Too high-risk for lung cancer surgery? Maybe not
A recent headline from the Annals of Thoracic Surgery announced that high-risk patients with lung cancer might be candidates for surgery after all. But, to thoracic surgeon Jeffrey Spillane MD, this isn’t groundbreaking news.
“This study is not earth-shaking. It has been known for a while that limited resection has a role in treating lung cancer,” said Dr. Spillane.
Titled “Outcomes After Surgery in High-Risk Patients with Early Stage Lung Cancer,” investigators make the case for surgery, citing the need for alternative approaches to treatment. The study’s authors explained that lung cancer surgery is risky and can have serious complications, but it may offer the best hope for a cure.
Being over 60, with a significant smoking history and other health issues increases surgical risk. Consequently, 20 percent of patients with stage I non-small cell lung cancer are not offered surgery as a treatment option. Non-small lung cancer accounts for 85 to 90 percent of all lung cancer diagnosed.
Researchers at Emory University evaluated the effect of limited surgical resection, where part of the lung is removed, on high-risk patients with early stage non-small cell lung cancer. Their objective was to determine the role and outcome of surgical resection on this challenging population.
Researchers reviewed 490 surgical resection cases performed for stage 1 lung cancer from 2009-2013. Meeting the criteria for high risk as determined by the American College of Surgeons Oncology Group were 180 people. Compared to standard-risk patients, this population was older, had worse lung function, and had a greater number of smoking pack years.
Still The Leading Cause of Death
Lung cancer remains the leading cause of cancer-related death in the United States. Without treatment, survival for patients with non-small cell lung cancer is dismal. Determining operative risk can have a profound effect on the choice of treatments made available to patients. Taking a tailored approach ensures that all patients, regardless of their risk status, are offered the best chance for survival.
The Emory study found that there was essentially no difference in deaths while recovering in the hospital after surgery between the high risk and standard risk groups (2 percent versus 1percent.) The higher risk group did experience more post-surgical illness and on average stayed an additional day in the hospital as compared to the standard risk group. This was not a surprise, as they were sicker to begin with.
Researchers were surprised to discover that 20 percent of the high-risk surgical cases had positive lymph nodes, which were not detected in pre-surgical imaging. As a result of this finding, the affected patients were offered chemotherapy a lot earlier than they would have had they not undergone surgery.
The data also showed acceptable 1-, 2- and 3-year survival rates for the high-risk surgical cases, as compared to historically known rates for non-surgical treatments.
Since determining operative risk is an important part of forming a patient’s treatment plan, this study’s authors acknowledged the arbitrary nature of the process. But, for Dr. Spillane, it’s less about coming up with a rigid classification system and more about taking a tailored approach with each patient.
“We were just discussing this issue in our weekly Thoracic Co ,” said Dr. Spillane. “We ask: ‘What protocol should determine treatment?’ ‘On what factors should we decide?’ We often handle high-risk patients and tailor their treatment to risk.”
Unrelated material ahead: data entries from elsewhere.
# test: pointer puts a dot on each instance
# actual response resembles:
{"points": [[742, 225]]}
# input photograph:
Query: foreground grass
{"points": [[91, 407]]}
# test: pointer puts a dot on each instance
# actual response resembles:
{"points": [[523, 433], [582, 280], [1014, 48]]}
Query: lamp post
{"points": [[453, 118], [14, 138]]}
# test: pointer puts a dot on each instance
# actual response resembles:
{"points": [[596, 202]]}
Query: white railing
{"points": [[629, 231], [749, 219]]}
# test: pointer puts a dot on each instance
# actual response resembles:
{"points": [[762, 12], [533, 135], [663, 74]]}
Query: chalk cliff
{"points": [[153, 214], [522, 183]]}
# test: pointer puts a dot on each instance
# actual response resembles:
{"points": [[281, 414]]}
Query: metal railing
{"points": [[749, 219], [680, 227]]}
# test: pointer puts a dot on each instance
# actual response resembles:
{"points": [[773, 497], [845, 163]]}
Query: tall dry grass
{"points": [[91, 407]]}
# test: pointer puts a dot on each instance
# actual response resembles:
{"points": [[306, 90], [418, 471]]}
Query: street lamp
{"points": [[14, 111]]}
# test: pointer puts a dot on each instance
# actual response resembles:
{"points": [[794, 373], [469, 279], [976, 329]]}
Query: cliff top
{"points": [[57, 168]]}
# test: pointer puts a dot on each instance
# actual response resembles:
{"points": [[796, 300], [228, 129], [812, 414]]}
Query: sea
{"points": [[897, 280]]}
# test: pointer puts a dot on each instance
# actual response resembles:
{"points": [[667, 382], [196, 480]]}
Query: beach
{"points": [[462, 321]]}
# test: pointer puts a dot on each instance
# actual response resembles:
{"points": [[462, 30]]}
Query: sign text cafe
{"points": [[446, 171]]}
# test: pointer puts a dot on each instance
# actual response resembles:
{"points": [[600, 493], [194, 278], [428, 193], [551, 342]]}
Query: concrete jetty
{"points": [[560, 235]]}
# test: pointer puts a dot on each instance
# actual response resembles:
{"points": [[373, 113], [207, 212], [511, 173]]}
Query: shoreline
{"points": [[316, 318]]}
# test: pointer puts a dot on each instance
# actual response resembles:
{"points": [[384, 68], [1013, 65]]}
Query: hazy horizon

Treatment planning goes well beyond the patient’s physical state.
“Everybody is different,” said Dr. Spillane. “Some people live alone, but have a good functional status, and you want to keep them living independently. Some people have a sick spouse to tend to. Others have breathing issues or a cardiac problem. To determine the treatment, we use all of that information as well as look at the tumor characteristics, like the type and location.”
The study may have come about as part of a movement toward smaller resections, to preserve as much lung tissue as possible.
“For a long time there was an “everybody gets a lobectomy” (full removal of the lobe with cancer) philosophy,” said Dr. Spillane. More recently, there has been a shift in thinking that limited resections could be just as effective.
“It’s similar to breast cancer. Everyone used to undergo a radical mastectomy. Now, we do that operation only in certain situations. Still, there is a role for mastectomy. Lung cancer follows other cancers like breast and prostate in that regard,” he said.
Dr. Spillane acknowledges that straightforward cases always go to surgery. In cases where surgery is not an option, stereotactic radiation can offer a similar outcome.
Radiation oncologist Jeffrey Martin MD, who practices at Davenport-Mugar Cancer Center at Cape Cod Hospital, and Clark Cancer Center at Falmouth Hospital, said stereotactic body radiation therapy (SBRT) treats tumors with a high dose in only a few treatments, and is usually well tolerated. It has a clinically comparable outcome to wedge resections (surgical removal of a triangle shaped slice of cancerous lung tissue).
“SBRT is a non-invasive approach demonstrated to provide good control of a tumor, without the perioperative risks that can be associated with surgery,” he said.
Stereotactic radiation can be easier on the patient because it uses highly focused radiation aimed directly at the tumor, he added. Consequently, little of the normal surrounding tissues are affected. Qualified patients get three to five treatments over the course of one to two and a half weeks.
“They tend to tolerate stereotactic radiation treatment quite well,” he said.